Access to the inside of a parked Grand California will typically be granted by the vehicle’s large offside sliding door, where a motorised step slides automatically outwards to help you on your way in. Once inside, you’re not immediately struck by the sheer expanse of space you find – and while there are reasons for that, whether you judge them to be good reasons or not may depend on how much you like sharing a loo.
Immediately in front of you, there is a two-seat rear bench seat that, via the addition of a small table and a swivel of the front seats, can become part of a four-seat dining area. Heading rearwards from there, though, your sense of space is intruded upon somewhat by the kitchenette (a two-burner cooker top, sink, worktop and refrigerator compartment) that runs opposite a fully fitted ‘wet room’.
The inclusion of a ‘wet room’ breaks new ground for any VW California and means owners needn’t be tied to camping sites with toilet and shower facilities but can roam more freely abroad. For size, it’s more water closet than wet room, but given the impact it has on wider available space in the car, you wouldn’t want it to be bigger.
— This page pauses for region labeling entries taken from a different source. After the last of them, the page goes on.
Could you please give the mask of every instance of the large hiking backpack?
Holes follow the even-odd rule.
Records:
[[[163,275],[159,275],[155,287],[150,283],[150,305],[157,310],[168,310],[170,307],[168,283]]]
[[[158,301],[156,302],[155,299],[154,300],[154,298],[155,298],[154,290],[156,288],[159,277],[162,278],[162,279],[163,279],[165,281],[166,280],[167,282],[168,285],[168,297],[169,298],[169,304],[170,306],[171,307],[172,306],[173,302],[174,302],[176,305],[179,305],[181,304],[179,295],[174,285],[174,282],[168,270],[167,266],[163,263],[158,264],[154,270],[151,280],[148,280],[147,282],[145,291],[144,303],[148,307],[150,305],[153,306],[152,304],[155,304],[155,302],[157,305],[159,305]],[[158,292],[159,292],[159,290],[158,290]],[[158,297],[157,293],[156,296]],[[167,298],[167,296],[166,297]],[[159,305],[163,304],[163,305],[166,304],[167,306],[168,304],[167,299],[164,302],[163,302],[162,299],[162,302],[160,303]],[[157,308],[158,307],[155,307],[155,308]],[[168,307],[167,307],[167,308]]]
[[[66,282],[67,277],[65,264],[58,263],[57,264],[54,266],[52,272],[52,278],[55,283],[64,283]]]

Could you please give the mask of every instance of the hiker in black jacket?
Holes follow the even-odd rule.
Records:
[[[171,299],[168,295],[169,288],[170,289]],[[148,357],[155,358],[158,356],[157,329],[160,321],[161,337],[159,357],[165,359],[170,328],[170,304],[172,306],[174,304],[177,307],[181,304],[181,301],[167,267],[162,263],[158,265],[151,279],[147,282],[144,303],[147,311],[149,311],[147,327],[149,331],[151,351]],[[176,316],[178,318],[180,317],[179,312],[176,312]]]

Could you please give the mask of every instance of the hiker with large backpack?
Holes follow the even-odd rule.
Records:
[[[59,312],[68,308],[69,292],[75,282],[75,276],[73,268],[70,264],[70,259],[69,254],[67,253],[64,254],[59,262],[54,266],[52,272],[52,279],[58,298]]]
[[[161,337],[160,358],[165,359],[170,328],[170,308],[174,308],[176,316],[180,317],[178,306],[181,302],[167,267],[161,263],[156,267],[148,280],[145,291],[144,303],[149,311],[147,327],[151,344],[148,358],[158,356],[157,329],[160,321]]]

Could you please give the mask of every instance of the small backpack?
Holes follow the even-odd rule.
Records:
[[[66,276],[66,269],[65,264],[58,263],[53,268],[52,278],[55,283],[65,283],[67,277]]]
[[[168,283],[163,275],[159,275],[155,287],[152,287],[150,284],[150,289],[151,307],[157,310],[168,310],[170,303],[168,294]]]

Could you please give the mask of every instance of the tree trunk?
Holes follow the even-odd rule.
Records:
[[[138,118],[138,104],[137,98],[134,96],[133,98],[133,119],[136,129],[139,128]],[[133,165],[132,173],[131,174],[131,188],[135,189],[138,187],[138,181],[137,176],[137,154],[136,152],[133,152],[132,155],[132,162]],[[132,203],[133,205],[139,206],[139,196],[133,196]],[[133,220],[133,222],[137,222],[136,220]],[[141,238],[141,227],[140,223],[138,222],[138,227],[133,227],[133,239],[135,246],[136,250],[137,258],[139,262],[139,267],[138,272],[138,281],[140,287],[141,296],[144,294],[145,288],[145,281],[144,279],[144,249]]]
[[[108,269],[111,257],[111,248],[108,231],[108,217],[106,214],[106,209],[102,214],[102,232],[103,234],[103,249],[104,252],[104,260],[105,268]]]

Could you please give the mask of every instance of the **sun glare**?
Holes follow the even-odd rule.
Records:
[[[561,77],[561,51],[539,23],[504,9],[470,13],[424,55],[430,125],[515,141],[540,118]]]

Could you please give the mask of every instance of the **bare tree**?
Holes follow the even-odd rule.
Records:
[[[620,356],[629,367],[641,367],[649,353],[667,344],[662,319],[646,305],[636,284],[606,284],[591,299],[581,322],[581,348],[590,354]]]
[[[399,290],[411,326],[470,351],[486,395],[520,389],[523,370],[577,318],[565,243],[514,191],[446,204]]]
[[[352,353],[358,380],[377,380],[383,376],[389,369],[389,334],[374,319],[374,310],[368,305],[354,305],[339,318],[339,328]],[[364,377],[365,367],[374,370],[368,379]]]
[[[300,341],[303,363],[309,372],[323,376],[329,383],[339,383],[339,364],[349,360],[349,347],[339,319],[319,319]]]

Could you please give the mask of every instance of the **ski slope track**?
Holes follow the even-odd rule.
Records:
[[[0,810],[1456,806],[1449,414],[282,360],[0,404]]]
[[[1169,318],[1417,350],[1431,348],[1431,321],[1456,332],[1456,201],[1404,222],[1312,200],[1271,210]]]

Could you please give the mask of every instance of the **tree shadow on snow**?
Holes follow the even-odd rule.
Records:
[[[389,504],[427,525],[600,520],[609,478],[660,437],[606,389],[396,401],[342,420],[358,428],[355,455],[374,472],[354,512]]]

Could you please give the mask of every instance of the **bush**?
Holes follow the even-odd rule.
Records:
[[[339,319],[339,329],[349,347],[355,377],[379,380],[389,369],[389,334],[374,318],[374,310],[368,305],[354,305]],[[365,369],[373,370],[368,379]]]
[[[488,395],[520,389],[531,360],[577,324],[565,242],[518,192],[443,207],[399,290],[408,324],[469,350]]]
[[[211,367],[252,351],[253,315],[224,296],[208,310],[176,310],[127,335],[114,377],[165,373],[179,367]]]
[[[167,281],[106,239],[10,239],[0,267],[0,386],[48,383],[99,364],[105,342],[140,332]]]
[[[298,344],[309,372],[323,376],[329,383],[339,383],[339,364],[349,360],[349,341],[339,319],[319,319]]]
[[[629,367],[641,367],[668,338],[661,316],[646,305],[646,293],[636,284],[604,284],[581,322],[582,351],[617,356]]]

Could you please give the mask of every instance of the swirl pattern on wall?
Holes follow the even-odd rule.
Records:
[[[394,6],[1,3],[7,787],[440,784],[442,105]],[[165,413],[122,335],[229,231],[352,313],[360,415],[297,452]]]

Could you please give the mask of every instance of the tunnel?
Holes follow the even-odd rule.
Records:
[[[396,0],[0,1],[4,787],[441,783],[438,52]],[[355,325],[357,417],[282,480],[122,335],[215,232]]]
It’s certainly a cleverly configured and usable space, though, the shower drawing water from a 110-litre on-board fresh water tank and draining into a 90-litre waste tank. The main bed at the vehicle’s rear, meanwhile, is comfortable and of the most useful size for two adults sleeping transversely. That it can’t more easily be folded away during the day is one of the other reasons that space could be a little more economically utilised inside the Grand California. However, the same can’t be said of the optional over-cab berth, which slides out and away very neatly, although it’s only really big enough for a smaller adult or a couple of children sharing.
Move forwards from the main sliding-door access area where we began and you’ll find a driving environment that offers plenty of occupant space, has fine comfort levels and is very well served for storage areas. It doesn’t quite match the impressive perceived quality levels of the living quarters (which have classy-looking white fitted cupboard doors and ritzy ambient lighting strips) but it doesn’t let the side down, either, and includes instrumentation, trip computer and infotainment systems, which all impress for clarity, functionality and usability.
However, parents of younger children may be interested to read that Isofix-equipped or not, the relatively narrow rear bench would be at a squeeze to accommodate bulkier child seats next to each other.
The Grand California’s infotainment system is something of a rarity among Autocar road test subjects: a multimedia set-up that isn’t upgradable at extra cost. It’s Volkswagen’s familiar Discover Media navigation system with an 8.0in colour touchscreen and comes with four speakers up front, Bluetooth, voice control and App-Connect (which brings with it smartphone mirroring, of course). It looks great, works well and seems to hold its own in a £70,000 vehicle with pseudo-premium positioning.
And it’s not the only touchscreen display or music source in the village, either. Farther aft, a similarly sized wall-mounted tablet is your route to adjusting cabin heating and ventilation, or deploying the roof-mounted satellite dish, Thunderbirds style. And farther aft still, optional Bluetooth speakers around the bigger double bed mean someone at one end of the vehicle can listen to an entirely different choice of music from someone at the other. (Pity the grandparents in between.)